What is Pelvic Floor Dysfunction?

Your pelvic floor is made of muscles below your abdomen supporting your bladder, bowels, and uterus. They are located between your pubic bone and the coccyx (tailbone) within the pelvis creating a hammock-like region of muscles at the bottom of your trunk. These muscles function to support bladder and bowel control and sexual function. Pelvic floor dysfunction is the inability to correctly relax and coordinate your pelvic floor muscles. We then can have various symptoms from this dysfunction. Accidentally leaking urine while exercising, laughing, coughing, or sneezing. Constantly needing to go to the bathroom or not making it in time. Finding it difficult to empty your bladder or bowels. Pelvic area pain or pain during sex. A prolapse in women may be felt as a bulge in the vagina or a feeling of heaviness, discomfort, pulling, dragging, or dropping. In men, this may be felt as a bulge in the rectum or a feeling of needing to use their bladder or bowels but not actually needing to go. Pelvic floor dysfunction can occur when the pelvic floor is stretched, weakened, or too tight. Very commonly we see these during pregnancy and childbirth but men experience pelvic floor issues too. Some have a weak pelvic floor from trauma, long periods of sitting, heavy lifting, and surgery. 

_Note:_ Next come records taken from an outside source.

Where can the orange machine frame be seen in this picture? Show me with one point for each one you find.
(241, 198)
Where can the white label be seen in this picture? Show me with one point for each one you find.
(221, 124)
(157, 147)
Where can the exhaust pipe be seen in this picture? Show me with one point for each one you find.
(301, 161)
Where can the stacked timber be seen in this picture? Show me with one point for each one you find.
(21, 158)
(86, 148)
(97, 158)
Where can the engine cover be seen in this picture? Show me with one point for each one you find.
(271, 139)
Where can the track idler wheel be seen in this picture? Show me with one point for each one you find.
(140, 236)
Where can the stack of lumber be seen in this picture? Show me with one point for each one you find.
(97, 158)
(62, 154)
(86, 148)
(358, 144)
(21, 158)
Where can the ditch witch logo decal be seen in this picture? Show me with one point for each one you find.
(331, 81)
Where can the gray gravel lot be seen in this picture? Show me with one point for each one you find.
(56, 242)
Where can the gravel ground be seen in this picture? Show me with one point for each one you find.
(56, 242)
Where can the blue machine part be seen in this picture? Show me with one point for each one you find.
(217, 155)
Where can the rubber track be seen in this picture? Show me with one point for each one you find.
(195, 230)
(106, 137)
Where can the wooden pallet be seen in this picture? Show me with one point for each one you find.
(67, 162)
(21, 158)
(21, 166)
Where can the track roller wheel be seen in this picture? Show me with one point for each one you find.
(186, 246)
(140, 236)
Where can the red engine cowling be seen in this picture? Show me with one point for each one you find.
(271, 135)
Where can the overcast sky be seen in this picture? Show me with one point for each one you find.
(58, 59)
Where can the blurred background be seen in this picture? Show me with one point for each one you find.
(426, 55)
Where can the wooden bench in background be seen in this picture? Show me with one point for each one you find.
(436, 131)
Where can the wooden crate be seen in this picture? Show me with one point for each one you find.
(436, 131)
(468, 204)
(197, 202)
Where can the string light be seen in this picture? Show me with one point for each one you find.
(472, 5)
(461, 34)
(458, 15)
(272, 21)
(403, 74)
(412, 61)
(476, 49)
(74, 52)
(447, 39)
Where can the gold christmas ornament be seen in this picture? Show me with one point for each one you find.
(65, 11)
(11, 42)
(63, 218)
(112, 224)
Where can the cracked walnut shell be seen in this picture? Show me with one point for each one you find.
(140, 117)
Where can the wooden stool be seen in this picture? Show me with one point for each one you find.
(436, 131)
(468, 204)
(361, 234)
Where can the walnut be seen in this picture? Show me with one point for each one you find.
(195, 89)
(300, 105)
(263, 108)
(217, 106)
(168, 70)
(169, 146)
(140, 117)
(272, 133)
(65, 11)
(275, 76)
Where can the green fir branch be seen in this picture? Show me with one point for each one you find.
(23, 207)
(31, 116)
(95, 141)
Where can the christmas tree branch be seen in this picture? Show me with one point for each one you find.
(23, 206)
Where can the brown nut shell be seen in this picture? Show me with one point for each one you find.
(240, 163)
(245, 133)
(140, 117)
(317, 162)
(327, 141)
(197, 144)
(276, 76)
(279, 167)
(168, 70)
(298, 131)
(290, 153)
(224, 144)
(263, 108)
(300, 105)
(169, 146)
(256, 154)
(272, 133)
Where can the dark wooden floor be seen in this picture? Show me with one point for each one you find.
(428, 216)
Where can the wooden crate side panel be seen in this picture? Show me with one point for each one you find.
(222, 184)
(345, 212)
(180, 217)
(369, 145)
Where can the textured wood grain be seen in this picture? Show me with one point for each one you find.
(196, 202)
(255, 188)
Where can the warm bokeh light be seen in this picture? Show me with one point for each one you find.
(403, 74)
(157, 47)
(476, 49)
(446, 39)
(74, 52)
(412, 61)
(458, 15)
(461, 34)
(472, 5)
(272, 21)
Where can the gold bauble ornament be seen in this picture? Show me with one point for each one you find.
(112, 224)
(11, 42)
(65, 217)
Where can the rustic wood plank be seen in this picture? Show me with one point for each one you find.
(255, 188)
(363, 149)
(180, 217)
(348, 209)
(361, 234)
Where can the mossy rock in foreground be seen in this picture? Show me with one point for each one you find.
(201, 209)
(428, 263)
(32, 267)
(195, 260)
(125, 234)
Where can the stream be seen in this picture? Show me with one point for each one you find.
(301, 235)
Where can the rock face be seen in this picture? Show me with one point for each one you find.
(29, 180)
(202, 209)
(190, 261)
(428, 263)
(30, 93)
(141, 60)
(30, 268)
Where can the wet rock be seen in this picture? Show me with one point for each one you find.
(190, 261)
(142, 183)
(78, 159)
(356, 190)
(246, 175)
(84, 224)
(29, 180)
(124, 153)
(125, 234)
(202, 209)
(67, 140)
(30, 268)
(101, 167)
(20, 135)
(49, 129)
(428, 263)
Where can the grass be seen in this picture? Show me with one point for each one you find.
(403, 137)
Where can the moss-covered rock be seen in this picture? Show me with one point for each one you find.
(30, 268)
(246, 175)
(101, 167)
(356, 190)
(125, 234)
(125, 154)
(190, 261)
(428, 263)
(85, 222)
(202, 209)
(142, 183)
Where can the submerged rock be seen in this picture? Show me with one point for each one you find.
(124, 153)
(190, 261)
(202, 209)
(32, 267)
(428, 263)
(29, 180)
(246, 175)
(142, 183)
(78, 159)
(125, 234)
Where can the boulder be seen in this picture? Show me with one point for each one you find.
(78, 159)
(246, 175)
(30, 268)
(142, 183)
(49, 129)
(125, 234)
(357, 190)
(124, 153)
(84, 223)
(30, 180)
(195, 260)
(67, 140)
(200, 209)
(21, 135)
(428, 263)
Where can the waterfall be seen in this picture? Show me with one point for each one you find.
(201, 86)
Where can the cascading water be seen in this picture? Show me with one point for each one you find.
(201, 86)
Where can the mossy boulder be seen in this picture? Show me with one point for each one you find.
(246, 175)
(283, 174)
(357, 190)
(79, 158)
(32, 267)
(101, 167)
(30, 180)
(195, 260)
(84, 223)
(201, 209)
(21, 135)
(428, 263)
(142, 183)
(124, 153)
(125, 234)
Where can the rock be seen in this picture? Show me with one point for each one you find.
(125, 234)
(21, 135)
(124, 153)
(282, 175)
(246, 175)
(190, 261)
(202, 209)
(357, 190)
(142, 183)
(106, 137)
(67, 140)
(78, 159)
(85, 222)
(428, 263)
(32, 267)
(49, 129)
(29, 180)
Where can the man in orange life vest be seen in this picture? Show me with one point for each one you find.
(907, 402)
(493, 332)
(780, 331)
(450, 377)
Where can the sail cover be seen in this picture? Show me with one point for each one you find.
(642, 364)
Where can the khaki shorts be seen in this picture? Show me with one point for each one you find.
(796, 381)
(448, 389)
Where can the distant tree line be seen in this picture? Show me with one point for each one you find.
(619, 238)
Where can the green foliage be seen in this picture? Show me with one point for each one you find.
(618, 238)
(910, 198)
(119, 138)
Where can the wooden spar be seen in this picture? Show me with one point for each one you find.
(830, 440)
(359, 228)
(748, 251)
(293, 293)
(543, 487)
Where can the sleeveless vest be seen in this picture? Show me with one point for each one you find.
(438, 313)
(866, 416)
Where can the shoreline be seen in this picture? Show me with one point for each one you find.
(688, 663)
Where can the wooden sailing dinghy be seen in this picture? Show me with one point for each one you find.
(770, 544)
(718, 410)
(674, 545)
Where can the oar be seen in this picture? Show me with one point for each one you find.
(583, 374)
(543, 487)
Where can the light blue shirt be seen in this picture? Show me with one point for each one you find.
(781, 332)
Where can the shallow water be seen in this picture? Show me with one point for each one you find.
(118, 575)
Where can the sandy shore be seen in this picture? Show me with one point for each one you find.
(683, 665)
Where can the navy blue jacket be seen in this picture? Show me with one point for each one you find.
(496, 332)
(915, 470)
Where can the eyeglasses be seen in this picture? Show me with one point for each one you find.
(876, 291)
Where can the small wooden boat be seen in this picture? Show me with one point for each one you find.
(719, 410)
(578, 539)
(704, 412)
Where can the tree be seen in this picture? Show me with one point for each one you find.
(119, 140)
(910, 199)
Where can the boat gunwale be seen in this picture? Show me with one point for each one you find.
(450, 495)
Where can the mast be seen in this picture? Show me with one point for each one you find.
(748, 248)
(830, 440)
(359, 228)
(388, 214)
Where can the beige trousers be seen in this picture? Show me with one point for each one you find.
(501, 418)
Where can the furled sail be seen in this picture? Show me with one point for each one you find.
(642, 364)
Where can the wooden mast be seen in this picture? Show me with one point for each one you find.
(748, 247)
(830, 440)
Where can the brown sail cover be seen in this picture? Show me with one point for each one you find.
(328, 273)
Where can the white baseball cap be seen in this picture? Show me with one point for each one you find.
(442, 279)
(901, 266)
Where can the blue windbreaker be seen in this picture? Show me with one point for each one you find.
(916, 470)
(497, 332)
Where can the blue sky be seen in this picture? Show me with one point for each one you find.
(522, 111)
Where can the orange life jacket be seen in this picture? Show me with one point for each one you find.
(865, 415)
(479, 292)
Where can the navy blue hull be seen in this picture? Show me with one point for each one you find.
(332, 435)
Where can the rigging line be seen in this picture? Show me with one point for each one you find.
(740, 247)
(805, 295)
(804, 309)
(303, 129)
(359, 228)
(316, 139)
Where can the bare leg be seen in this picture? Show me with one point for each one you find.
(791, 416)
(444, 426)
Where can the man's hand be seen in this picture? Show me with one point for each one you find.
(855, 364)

(Dr. Copeland treating an expected mother experiencing pelvic pain)

So how do we correct this dysfunction? We often hear that we need to do a bunch of Kegels and that will fix the pelvic floor. But more often the pelvic floor is overactive and tight. The continuous contraction with a Kegels exercise will continue to keep these muscles tight perpetuating the problem. We actually need to be able to relax the pelvic floor and then activate it correctly to correct this dysfunction. One of the best ways to relax the pelvic floor is through the use of deep abdominal or diaphragmatic breathing. Start by placing one hand on your chest and one on your abdomen. Take some deep breaths working to move the hand on your stomach and not the one on your chest. Continue to take deep belly breaths working to get the breath deep into the lower abdomen. Getting the breath down into the pelvic floor space will then relax the pelvic floor. Work on your breath work for 5-10 mins per day. Once you are able to fully relax this area you can go through different exercises to activate and strengthen the pelvic floor properly working to correct this dysfunction.